PHATE
PHATE copied to clipboard
s_gd2 typeerror
TypeError Traceback (most recent call last)
<ipython-input-1-9418f70a3d50> in <module>
1 import phate
----> 2 Y = phate.PHATE(knn_dist='precomputed').fit_transform(A)
/mnt/eider_environments/EiderPython/local/apollo/env/EiderPython/python3.7/lib/python3.7/site-packages/phate/phate.py in fit_transform(self, X, **kwargs)
939 with _logger.task("PHATE"):
940 self.fit(X)
--> 941 embedding = self.transform(**kwargs)
942 return embedding
943
/mnt/eider_environments/EiderPython/local/apollo/env/EiderPython/python3.7/lib/python3.7/site-packages/phate/phate.py in transform(self, X, t_max, plot_optimal_t, ax)
908 n_jobs=self.n_jobs,
909 seed=self.random_state,
--> 910 verbose=max(self.verbose - 1, 0),
911 )
912 if isinstance(self.graph, graphtools.graphs.LandmarkGraph):
/mnt/eider_environments/EiderPython/local/apollo/env/EiderPython/python3.7/lib/python3.7/site-packages/phate/mds.py in embed_MDS(X, ndim, how, distance_metric, solver, n_jobs, seed, verbose)
228 try:
229 # use sgd2 if it is available
--> 230 Y = sgd(X_dist, n_components=ndim, random_state=seed, init=Y_classic)

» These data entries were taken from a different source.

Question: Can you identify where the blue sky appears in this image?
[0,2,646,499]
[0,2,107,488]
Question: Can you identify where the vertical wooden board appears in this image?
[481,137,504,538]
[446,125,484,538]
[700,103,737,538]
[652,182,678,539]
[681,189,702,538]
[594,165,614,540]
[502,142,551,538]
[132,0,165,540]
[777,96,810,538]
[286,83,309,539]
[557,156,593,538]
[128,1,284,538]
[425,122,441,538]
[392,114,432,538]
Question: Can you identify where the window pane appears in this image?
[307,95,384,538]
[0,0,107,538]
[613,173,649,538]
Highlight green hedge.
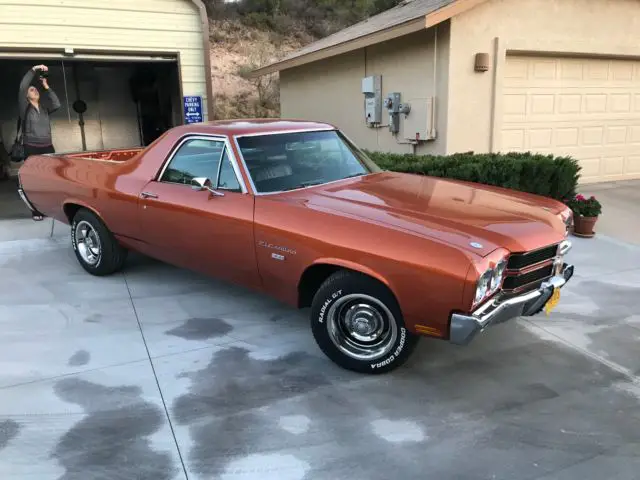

231 if np.any(~np.isfinite(Y)):
232 _logger.warning("Using SMACOF because SGD returned NaN")
</mnt/eider_environments/EiderPython/local/apollo/env/EiderPython/lib/python3.7/site-packages/decorator.py:decorator-gen-157> in sgd(D, n_components, random_state, init)
/mnt/eider_environments/EiderPython/local/apollo/env/EiderPython/python3.7/lib/python3.7/site-packages/scprep/utils.py in _with_pkg(fun, pkg, min_version, *args, **kwargs)
81 check_version(pkg, min_version=min_version)
82 __imported_pkgs.add((pkg, min_version))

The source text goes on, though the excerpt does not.